Through developing a trust-based relationship with students, teachers can provide a safe outlet for expression of student frustration and feelings. Teachers can also assist interns in developing the coping skills that will support them as developing professionals throughout life.

A good relationship can be a source of satisfaction for both students and teachers.

Characteristics of Positive Teacher-Student relationships

Relationships between students and teachers are as varied as the people involved. Yet several elements typically characterize most successful student-teacher relationship.

Open & Honest

In positive relationships, teachers and students learn to be straightforward with each other. Students are able to reveal their self-doubts and deficiencies and are open about what they need or do not need from their teacher. Teachers can be candid about themselves and share relevant personal experiences, their concerns and their difficulties. They can even share their candid perception of the student, in a constructive way.

Mutual Trust

The condition most needed for teachers and students to be open and honest with each other is trust. Mutual trust implies that both partners in a relationship can feel confident that whatever each reveals or is revealed to them will not be used in a way that can hurt the other person. Support is provided when needed. If students are to take the kinds of risks needed for significant learning (e.g. being open about their strengths and weaknesses and being will to go through the awkward, clumsy periods that inevitably accompany significant new learning) they must feel they can trust us.

Trust also implies being able to believe what the other person says about himself or herself. We need to trust that the student is being honest about themselves and their experience. The students need to trust that we are what we say we are, and that our suggestions and advice are worthy.

Mutual Respect

In positive relationships, teachers and students respect each others' differences. If needed, teachers make reasonable adaptations to the students' characteristics. The student must respect the teacher as a credible, competent person who has something worthy to offer. In a mutually respectful relationship, the teacher also sees the student as someone from whom he or she can learn.

Supportive

Teachers and students in positive relationships foster and promote each others' best interests and actually serve, if necessary, as advocates of one another. Teachers are usually expected to nurture the growth of students and to be available, when needed in response to their needs

Collaborative, Fostering Students Independence

In collaborative teacher - student relationships, students are seen as valuable contributors to the teaching- learning partnership and are encouraged to be as actively involved as possible in their learning: generating learning goals, devising strategies for meeting their goals, critiquing and monitoring their progress. Collaborative teachers do no immediately force students to function as self directed if they are not ready for the role. They start where the student is and help them become increasingly more independent.

Flexible

Effective teacher-student relationships are flexible. The teacher responds to the changing needs of the learner and to varying circumstances. Generally, effective teachers serve as facilitators, trying to help learners do their own thinking and arrive at their own discoveries. There are circumstances, though, when the teacher may take charge. If the student is unprepared to take change on a case.
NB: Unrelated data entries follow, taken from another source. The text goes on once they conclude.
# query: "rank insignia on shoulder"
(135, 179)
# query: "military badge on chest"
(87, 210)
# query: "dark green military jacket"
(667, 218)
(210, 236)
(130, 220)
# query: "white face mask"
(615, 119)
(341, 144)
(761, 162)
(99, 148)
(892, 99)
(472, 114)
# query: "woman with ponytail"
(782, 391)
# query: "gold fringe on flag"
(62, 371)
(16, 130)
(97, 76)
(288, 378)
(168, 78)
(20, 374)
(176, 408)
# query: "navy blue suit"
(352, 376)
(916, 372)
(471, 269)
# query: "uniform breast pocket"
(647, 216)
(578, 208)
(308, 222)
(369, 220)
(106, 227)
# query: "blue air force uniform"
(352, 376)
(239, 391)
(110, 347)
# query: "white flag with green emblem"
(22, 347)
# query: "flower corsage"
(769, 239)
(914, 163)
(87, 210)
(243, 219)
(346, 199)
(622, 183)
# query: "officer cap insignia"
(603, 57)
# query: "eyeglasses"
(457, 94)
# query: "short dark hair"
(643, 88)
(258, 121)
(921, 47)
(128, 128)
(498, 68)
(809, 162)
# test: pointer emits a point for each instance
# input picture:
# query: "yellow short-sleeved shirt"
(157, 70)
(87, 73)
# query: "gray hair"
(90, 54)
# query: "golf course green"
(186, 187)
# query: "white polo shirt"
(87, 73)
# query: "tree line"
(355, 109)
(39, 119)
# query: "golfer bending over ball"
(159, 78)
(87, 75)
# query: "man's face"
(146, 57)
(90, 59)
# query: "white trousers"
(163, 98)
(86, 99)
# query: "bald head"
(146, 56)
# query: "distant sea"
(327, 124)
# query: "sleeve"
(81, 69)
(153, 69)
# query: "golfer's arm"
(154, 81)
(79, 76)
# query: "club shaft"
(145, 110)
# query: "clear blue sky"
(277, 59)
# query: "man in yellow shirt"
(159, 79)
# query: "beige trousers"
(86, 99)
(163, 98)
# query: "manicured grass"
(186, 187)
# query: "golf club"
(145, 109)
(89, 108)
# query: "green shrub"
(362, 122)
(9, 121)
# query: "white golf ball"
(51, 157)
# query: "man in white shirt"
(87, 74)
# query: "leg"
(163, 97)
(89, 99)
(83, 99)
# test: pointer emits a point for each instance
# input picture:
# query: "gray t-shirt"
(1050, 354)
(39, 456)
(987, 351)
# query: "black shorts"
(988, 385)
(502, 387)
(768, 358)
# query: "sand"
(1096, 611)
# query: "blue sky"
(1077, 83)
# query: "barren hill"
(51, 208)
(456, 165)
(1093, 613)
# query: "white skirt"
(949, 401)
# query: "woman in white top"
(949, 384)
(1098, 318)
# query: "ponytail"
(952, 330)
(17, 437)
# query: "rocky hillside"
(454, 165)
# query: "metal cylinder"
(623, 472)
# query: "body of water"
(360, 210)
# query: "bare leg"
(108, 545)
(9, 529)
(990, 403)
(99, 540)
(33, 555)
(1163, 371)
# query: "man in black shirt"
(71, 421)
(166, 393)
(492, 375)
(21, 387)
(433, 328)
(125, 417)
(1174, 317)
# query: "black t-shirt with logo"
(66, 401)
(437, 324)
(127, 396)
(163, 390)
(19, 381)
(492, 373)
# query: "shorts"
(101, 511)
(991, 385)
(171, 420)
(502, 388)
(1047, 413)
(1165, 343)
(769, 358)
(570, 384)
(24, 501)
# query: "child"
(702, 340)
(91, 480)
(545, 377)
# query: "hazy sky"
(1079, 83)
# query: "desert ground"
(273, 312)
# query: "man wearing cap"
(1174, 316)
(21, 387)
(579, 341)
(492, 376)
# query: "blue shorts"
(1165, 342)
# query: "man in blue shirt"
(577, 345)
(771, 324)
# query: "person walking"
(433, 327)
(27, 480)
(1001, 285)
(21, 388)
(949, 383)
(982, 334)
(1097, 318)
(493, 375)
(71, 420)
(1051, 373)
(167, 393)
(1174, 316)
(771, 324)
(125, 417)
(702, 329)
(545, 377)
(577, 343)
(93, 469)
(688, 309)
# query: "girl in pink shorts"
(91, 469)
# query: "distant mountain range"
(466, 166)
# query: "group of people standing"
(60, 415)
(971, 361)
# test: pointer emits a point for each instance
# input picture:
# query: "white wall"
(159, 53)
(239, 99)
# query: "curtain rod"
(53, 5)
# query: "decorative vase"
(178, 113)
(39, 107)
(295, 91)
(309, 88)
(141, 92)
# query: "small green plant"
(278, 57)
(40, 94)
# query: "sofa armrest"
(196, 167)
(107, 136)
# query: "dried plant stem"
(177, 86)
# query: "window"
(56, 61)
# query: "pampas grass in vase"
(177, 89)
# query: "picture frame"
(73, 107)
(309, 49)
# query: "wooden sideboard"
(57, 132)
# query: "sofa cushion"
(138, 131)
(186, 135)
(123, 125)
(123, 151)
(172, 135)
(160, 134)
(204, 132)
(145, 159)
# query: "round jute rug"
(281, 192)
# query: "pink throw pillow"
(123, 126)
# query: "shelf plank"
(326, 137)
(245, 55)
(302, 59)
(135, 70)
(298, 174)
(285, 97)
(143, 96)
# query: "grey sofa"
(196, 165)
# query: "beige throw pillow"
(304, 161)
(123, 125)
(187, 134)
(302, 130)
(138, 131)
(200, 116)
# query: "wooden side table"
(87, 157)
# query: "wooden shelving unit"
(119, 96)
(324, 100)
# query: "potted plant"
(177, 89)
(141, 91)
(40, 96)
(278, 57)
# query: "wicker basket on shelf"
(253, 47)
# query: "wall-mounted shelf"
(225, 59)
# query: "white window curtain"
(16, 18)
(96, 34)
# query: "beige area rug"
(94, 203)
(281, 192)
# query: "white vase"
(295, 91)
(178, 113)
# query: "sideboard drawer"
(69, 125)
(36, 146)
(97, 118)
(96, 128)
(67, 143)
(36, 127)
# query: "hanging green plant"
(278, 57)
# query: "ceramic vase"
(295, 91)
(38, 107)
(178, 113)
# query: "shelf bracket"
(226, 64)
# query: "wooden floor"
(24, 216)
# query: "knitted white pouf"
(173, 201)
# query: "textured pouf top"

Fostering Helpful Relationships with Students

Set aside time for getting acquainted.

Help students understand that you can be most helpful to them if you have a chance to get to know them, including their aspirations, strengths and learning needs. Also, help students get to know you.

Take steps to assess the students' readiness for developing a collaborative relationship with you.

Ask each student about their prior learning experiences, particularly the extent to which they have been active in designing and monitoring their prior educational experiences.

Find out what role they would like you to play. Observe the extent to which they look to you for advice.


Dr. Teri Powers is president of the Acupuncture and Integrated Medicine College (AIMC) in Berkeley, Calif.